The constant rule changes and additional costs of affording an OMMP garden is difficult for an already marginalized community. Many people with disabilities are on low or fixed incomes, with little to no wiggle room financially. Additional fees and rules are pushing many of the original medical growers with disability out of the program.
“All of my pharmaceutical prescriptions are covered by my health insurance, but if the medical program dissolves without securing protections for OMMP patients with affordable access to Cannabis, it’s really expensive to use as an option.”
The steady erasure of the OMMP program has proven problematic since Measure 91 passed.
“We know [Cannabis] works and doesn’t have side effects, so I simply ask why my insurance won’t cover Cannabis? I am on the Oregon Health Plan (OHP) and I have been a medical Cannabis patient for over fifteen years, but my health plan won’t cover it. No one can answer that question for me.”
I asked Robbins what Cannabis products can help people dealing with severe spinal cord injuries.
“Dealing with a major spinal cord injury requires a multipronged approach because the healing is just as mental as it is physical. When it comes to dealing with your headspace, I recommend finding Cannabis products high in the terpene Humulene. It’s the only thing that helps my mind slow down and reset. Humulene is present in hops, but is also found in Cannabis. I suggest using strains high in Humulene. So far, the Moe G OG strain from California has had the most Humulene percentages I have found, strain-wise,” Robbins said.

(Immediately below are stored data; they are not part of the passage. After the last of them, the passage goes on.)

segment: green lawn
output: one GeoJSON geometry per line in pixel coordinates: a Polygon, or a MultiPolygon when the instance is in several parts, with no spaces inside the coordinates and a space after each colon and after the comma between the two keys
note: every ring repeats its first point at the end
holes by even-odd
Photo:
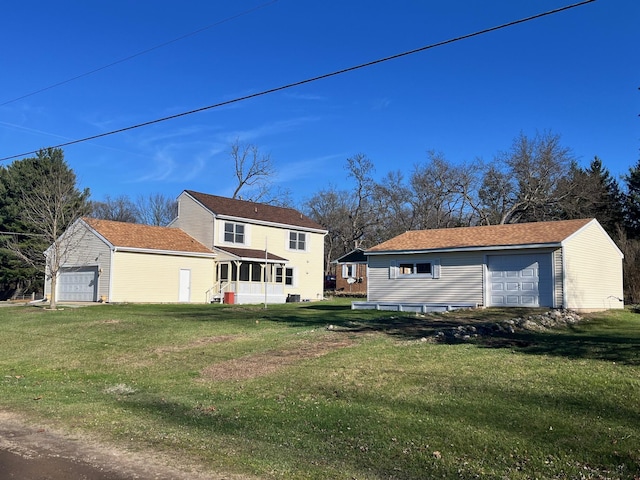
{"type": "Polygon", "coordinates": [[[640,476],[640,314],[432,340],[521,313],[2,308],[0,408],[264,478],[640,476]]]}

“When treating chronic pain and neuropathy, Full Extract Cannabis Oil (FECO) has made the biggest difference. I usually take it in capsules either raw or infused with coconut oil. I find that 2:1 oil works the best for pain. The ratio of THC to CBD helps manage inflammation and spasms and keeps the pain at bay. Not to mention a better quality of life as well.”
For those with limited mobility, Robbins recommended the Oregon’s Finest Convention Center Dispensary in Portland and believes that Chalice has been extremely committed to accessibility at each shop location, and said the Nectar in Gresham off Burnside Road is another excellent location for those seeking ADA accessibility.

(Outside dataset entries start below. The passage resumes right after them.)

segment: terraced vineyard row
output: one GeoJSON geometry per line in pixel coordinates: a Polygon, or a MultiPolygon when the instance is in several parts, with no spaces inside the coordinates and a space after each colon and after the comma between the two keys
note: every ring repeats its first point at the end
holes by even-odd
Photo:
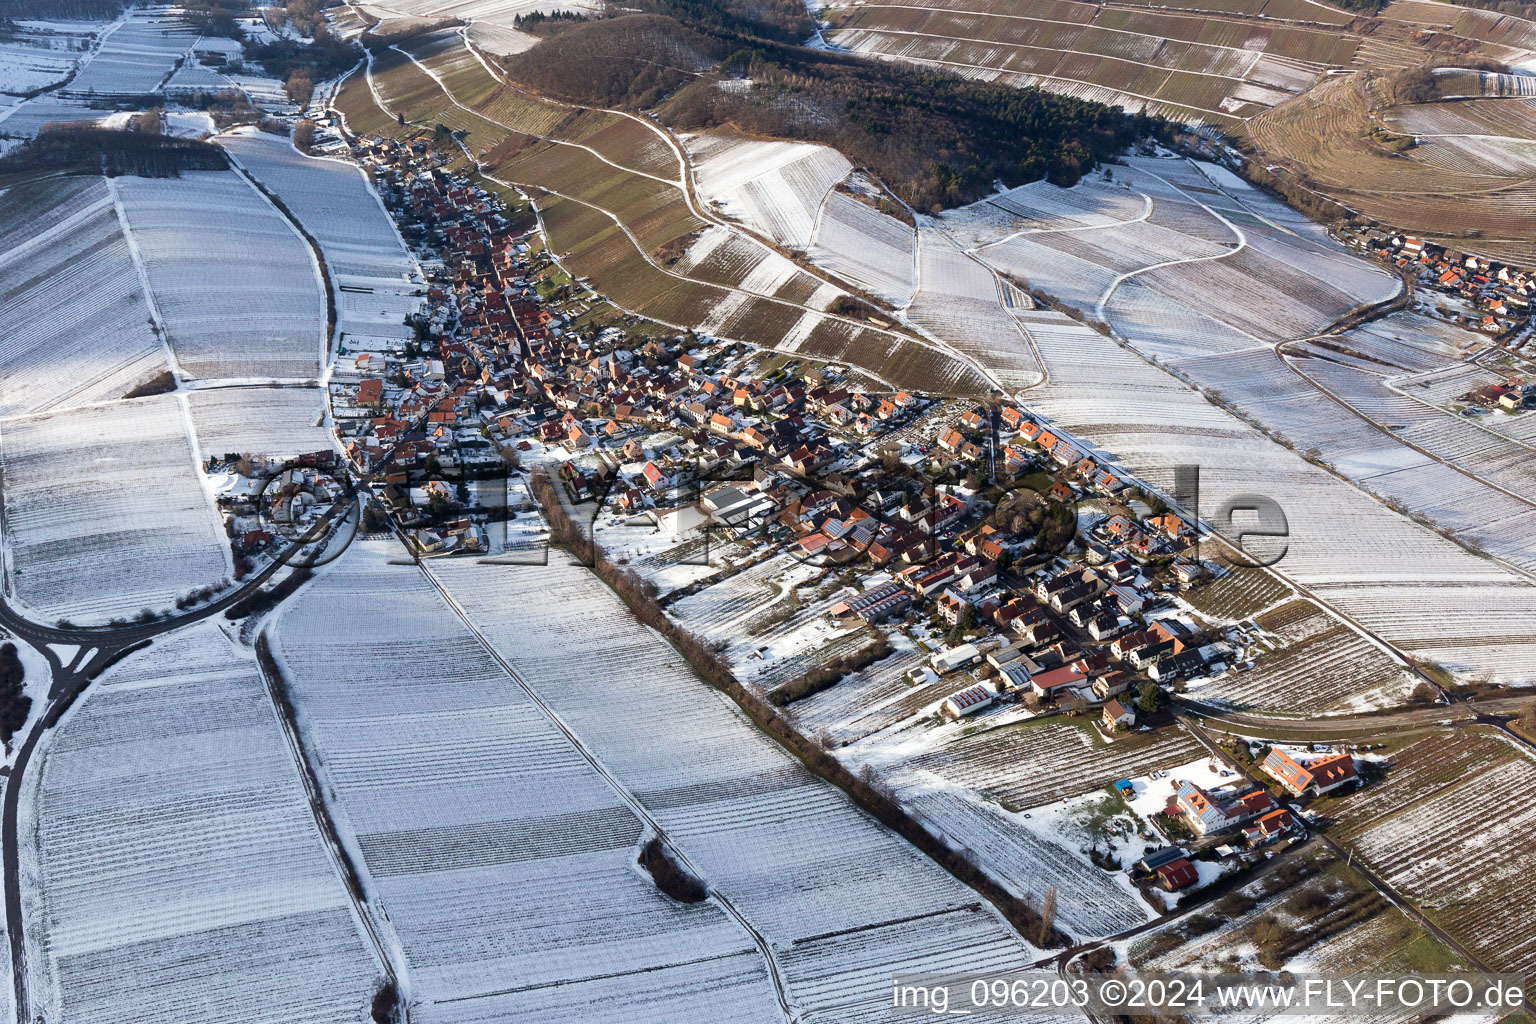
{"type": "MultiPolygon", "coordinates": [[[[535,201],[551,250],[620,307],[680,329],[849,362],[898,386],[985,390],[974,368],[943,351],[822,312],[835,293],[801,284],[809,275],[798,269],[779,275],[774,261],[782,257],[758,243],[748,243],[757,245],[754,267],[728,265],[720,281],[700,276],[712,270],[707,260],[686,275],[662,269],[660,254],[709,225],[690,211],[680,185],[641,169],[658,166],[653,143],[623,127],[629,119],[622,115],[558,107],[496,83],[456,40],[397,51],[398,61],[381,62],[373,80],[384,107],[463,132],[464,147],[486,174],[550,193],[535,201]],[[472,100],[476,109],[467,109],[472,100]],[[763,264],[768,273],[759,281],[805,298],[739,290],[763,264]]],[[[355,94],[350,102],[366,109],[355,94]]]]}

Robbins’ work on pioneering accessibility for Cannabis retail and cultivation practices is vital to the growth of the industry as we continue to move forward. Robbins empowers those around him by showing those with spinal cord injuries that healing is possible. Farming Cannabis is hard, physical work but Robbins said cultivating Cannabis has given him a newfound appreciation for nurturing life.